In a detailed Twitter thread on Friday, CryptoLaw founder John E Deaton asserted that XRP “remains a digital code” even if Ripple sold it as an investment contract (read: security) in the past or is still selling it now.
Deaton noted that just because someone used bitcoin (BTC) as a security, it didn’t turn it into a security. Similarly, in the LBRY Credits (LBC) case, the judge ruled that LBRY sold LBC as an investment contract when it made direct sales. In the lawyer’s view, LBC remains a software code and nothing else. The SEC even admitted on record that the sale of LBC tokens in the secondary market did not constitute a security. This means LBC itself does not qualify as a security. If it did, the court’s ruling would apply to all of its sales.
The same applies to Ripple’s XRP. However, Deaton notes that the commission has previously implied that the XRP token itself is a security. “This novel and dangerous embodiment theory is how the SEC is attempting to expand its jurisdictional reach into secondary market transactions.

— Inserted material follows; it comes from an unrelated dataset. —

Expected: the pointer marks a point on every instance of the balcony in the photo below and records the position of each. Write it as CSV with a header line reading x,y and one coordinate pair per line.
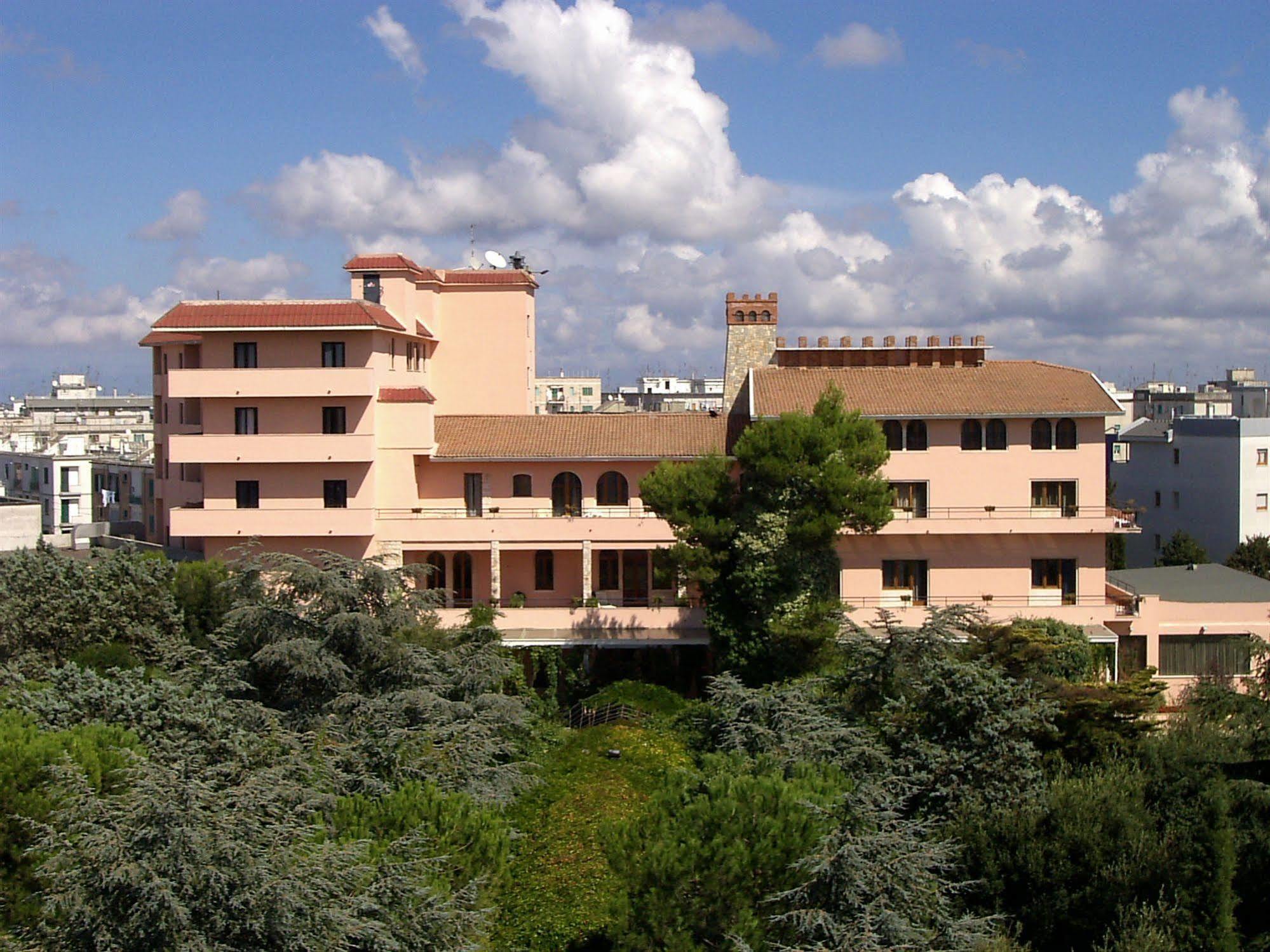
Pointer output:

The theory stretches Howey beyond recognition,” he added.
Still, the underlying asset is never the security in an investment contract case, and the novel Howey test requires a Howey analysis at the time of each offer or sale. This is why Deaton is quite confident District Judge Analisa Torres will reject the SEC’s summary judgment motion in the XRP suit.
Bitcoin was Once Sold As A Security
Deaton also cited the crypto market lodestar, bitcoin, as he explored the XRP security issue. He notes that the digital asset was once “packaged, marketed, offered and sold” as an investment contract. This is the case for condos, chinchillas, and beavers. Even though they can be sold as investment contracts, that doesn’t mean they turn into securities.

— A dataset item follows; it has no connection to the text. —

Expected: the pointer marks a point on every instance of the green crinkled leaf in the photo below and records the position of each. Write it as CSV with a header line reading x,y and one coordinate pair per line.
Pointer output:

The SEC took action against Ripple in December 2020, contending that it had sold an unregistered security since 2013. Two years later, the high-profile case grossly muddied Ripple’s reputation drags on. A ruling is expected in the first half of 2023 — barring an unlikely settlement. Most XRP loyalists believe Ripple has the upper hand in the case, and they are convinced the company will ultimately prevail.
That being said, the regulatory clarity the crypto industry has long clamoured for is most likely to come in the form of a decision in the SEC v. Ripple lawsuit.

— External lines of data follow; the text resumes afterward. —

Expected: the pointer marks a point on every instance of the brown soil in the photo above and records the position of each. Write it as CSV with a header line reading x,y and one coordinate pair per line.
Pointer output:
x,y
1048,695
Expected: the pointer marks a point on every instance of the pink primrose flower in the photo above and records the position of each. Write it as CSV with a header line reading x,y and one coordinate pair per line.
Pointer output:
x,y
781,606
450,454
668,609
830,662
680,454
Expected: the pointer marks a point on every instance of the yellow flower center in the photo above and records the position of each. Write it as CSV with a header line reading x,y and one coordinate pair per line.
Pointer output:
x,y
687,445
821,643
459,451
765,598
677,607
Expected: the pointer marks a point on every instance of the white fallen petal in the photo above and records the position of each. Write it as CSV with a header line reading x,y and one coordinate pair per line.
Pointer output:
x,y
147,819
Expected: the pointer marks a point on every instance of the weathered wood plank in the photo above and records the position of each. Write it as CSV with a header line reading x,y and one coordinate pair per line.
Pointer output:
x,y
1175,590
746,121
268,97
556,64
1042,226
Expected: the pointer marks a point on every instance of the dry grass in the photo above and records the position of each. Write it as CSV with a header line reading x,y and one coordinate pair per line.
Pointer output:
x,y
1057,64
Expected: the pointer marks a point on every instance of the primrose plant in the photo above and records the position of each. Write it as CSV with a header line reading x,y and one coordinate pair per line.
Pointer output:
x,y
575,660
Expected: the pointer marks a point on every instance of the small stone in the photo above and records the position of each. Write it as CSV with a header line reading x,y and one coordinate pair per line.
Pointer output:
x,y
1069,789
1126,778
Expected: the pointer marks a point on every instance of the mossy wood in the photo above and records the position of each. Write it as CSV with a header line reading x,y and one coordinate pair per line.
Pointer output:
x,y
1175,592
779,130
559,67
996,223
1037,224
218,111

Main content of the article:
John Deaton, a CryptoLaw founder, has argued that XRP cannot be classified as a security, even if Ripple sold it to the public as an investment contract. He believes that the SEC is attempting to expand its jurisdiction into secondary market transactions with a novel and dangerous embodiment theory. Deaton also cited the example of bitcoin, which was once sold as an investment contract, but still remains a digital code. The SEC v. Ripple case is expected to provide regulatory clarity on the issue, and a ruling is anticipated in the first half of 2023.